Photo: Yves Provencher/Métro

Robert Lepage et Pedro Pires cosignent la réalisation de Triptyque, adaptation cinématographique d’une des «trois trilogies» qui formaient la pièce Lipsynch du célèbre metteur en scène, lequel est de retour derrière la caméra pour la première fois depuis La face cachée de la lune, il y a 10 ans.
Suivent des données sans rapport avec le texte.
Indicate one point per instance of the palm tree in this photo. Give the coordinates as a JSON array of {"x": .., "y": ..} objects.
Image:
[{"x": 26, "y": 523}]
Qu’on se le tienne pour dit : même s’il n’a pas réalisé de long métrage depuis une décennie, Robert Lepage n’a jamais perdu le goût du cinéma. «C’est seulement que je ne voulais plus travailler dans le contexte dans lequel le cinéma se faisait il y a 10 ans, précise-t-il. Je ne pensais pas qu’il y avait d’autres façons de faire du cinéma, et la manière dont ça fonctionnait à l’époque, avec des subventions, c’était tellement complexe, il fallait se mettre à genoux… Et moi, j’ai autre chose à faire!»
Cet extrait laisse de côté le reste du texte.